The War of Art reflection

In the recent months, I realised that I’ve been feeling more stress than I’ve typically felt. Perhaps it’s the increase responsibilities at work, perhaps it’s the plateau in my weight loss regiment, perhaps it’s me not taking good enough care of my body.

Perhaps it could be a thousand other things, but the question was, “What am I doing about it?”. It dawned on me that I know the solution to each one of the stress-givers, but I have not worked on them consciously and meticulously. Following the theme for 2021, it became clear to me that my goal is to make progress on my health.

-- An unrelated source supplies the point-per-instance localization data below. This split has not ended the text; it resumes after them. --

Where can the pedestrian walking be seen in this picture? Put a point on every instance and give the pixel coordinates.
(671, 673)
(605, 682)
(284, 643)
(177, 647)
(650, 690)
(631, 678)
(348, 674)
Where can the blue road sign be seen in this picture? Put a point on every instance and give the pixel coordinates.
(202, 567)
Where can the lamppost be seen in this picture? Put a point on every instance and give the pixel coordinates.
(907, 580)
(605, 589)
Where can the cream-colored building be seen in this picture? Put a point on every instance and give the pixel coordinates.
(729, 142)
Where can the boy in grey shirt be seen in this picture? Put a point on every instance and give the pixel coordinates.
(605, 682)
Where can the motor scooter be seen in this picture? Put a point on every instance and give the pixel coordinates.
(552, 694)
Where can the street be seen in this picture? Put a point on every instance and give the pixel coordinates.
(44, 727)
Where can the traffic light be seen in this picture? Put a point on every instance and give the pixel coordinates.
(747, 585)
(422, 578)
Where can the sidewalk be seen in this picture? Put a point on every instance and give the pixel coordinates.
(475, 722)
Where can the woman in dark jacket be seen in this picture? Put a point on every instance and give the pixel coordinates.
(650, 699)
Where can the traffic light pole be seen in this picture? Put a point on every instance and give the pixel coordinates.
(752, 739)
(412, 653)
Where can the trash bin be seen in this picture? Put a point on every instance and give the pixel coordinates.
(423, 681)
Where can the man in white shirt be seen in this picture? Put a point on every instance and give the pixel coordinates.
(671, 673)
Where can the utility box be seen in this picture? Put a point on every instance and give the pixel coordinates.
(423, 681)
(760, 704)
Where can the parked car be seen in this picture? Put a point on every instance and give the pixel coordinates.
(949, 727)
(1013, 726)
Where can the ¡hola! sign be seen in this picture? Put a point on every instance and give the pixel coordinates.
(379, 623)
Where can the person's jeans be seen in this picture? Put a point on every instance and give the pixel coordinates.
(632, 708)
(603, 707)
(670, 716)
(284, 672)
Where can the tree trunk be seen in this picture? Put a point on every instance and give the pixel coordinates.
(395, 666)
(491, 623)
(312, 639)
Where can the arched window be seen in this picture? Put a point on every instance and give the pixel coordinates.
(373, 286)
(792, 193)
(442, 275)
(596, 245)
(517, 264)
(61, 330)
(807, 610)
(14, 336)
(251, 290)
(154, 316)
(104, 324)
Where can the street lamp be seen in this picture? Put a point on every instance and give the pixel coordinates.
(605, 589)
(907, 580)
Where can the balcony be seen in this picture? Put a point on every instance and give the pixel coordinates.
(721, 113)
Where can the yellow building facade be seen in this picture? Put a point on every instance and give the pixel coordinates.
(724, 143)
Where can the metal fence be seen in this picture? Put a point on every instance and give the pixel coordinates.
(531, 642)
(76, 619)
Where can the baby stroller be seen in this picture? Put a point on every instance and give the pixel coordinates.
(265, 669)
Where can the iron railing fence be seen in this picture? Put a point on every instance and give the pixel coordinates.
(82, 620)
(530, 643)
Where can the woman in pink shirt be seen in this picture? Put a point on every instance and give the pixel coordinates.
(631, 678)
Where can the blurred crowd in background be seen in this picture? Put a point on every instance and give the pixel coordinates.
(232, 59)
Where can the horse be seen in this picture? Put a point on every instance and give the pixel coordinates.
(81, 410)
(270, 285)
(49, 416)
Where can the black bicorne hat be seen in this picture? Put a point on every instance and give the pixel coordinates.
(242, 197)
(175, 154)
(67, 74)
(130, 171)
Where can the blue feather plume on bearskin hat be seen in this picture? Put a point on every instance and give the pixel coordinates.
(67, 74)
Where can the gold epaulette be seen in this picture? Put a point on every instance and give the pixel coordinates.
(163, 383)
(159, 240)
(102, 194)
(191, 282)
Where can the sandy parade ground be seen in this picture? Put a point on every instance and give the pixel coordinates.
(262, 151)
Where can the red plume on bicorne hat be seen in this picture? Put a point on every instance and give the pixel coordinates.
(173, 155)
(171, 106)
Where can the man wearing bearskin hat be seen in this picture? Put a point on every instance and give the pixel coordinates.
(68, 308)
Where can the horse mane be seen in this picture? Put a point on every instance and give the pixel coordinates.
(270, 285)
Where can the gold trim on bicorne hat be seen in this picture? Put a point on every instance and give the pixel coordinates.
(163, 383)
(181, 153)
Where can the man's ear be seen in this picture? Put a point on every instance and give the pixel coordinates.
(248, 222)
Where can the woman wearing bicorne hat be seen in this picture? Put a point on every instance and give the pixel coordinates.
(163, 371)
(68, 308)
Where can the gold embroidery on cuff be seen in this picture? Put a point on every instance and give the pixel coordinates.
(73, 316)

Reading books has been on my todo list for the longest time but I’ve rarely found the time/effort to execute my will. Cue the sign from universe. I happened to watch a productivity video that promoted this book titled: The War of Art. The video summarised the book in a way that clicked in my head, so I decided to procure it on my nearly-defunct kindle; I could only turn the Kindle on after charging it for 30mins.

Of all the topics that was covered in the book, there are two concepts that stood out and caused a seismic shift in my perspective on procrastination.

Disclaimer: this is my personal reflection of the book based off my memory so this is my own understanding of what the book is about.

Resistance

The life we live, and the unlived life within us. Between the two stands resistance.

i.e. our current life style/choices vs the life that we want to achieve but didn’t.

What is resistance? It’s the evil force that stops you from living the life unlived. We experience it all the time, we are just not consciously aware of it.

If you’ve ever bought a gym package and barely used it, when you want to save the environment, when you want to be a dancer, when you want to help the weak; but you didn’t. That’s resistance.